Está claro que quienes han tenido a cargo los destinos del país, incluso en la actualidad, poco hacen por evitar el fenómeno de le emigración, más bien la fomentan dizque por la captación de divisas.
Otro elemento a destacar es la compañía permanente del libro, fiel testigo de las alegrías, tristezas y dificultades que tuvo el autor en alta mar.
Esto demuestra que el hábito de la lectura es clave.

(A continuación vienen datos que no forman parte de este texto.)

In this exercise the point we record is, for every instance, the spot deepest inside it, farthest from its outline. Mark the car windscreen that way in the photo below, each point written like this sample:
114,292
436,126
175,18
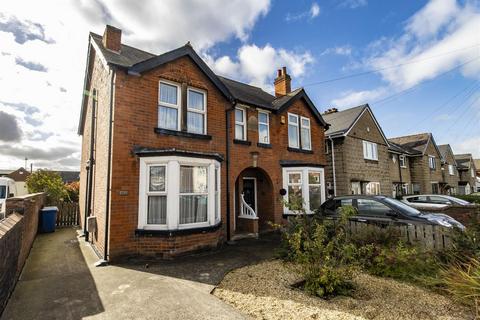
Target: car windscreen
405,208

Gracias a su talento y a su iniciativa de hombre de trabajo, Funes pronto pasó de hacer trabajos propios de esclavo a mejores posiciones en los diferentes barcos que le tocó trabajar.
Su lenguaje sencillo, ameno y atractivo -y lleno de anécdotas y narraciones fantásticas- hace de “Rosa náutica” un libro que deben conocer las nuevas generaciones.
El autor no solo describe con lujo de detalles las bondades del mar, las costas, la nube de aves que siempre le acompañó en su largo periplo, las olas y las tempestades sufridas, sino los ríos, los puertos y las ciudades.
También hace uso del recurso literario cuando relata los amoríos propios de un marino aventurero: “no supe más de aquel pétalo, así como de otra de tantas rosas que deshojara en los predios de Europa”, dice, refiriéndose a las hermosas mujeres que lo acompañaron en sus ratos libres.
O cuando pasaban los días, las semanas y no llegaba al puerto de destino y “las noches se prolongaban como toda pena: largas, aburridas, fúnebres”. Hay un relato trágico en “Rosa náutica”.
En Volo, pequeño puerto de Europa, todavía existía una vieja casa de la que un joven se alzó a la mar, donde trabajó en barcos durante muchos años.
Aburrido de este trabajo, se radicó en Estados Unidos, donde hizo una fortuna. Ya viejo, decidió regresar a su país a compartir su fortuna con sus padres, ya ancianos.
Al llegar a su casa se hizo pasar por mendigo, pidió posada para dormir la noche con el propósito de darle a sus padres la gran sorpresa al siguiente día.
A medianoche, cuando dormía sobre las mochilas cargadas de dinero, el anciano padre le introdujo un cuchillo, asesinándolo para robarle.
Al abrir las mochilas sus padres se encontraron “con los insólitos documentos que aquel a quien acababan de asesinar, era nada menos que el hijo de ellos por tanto tiempo esperado”.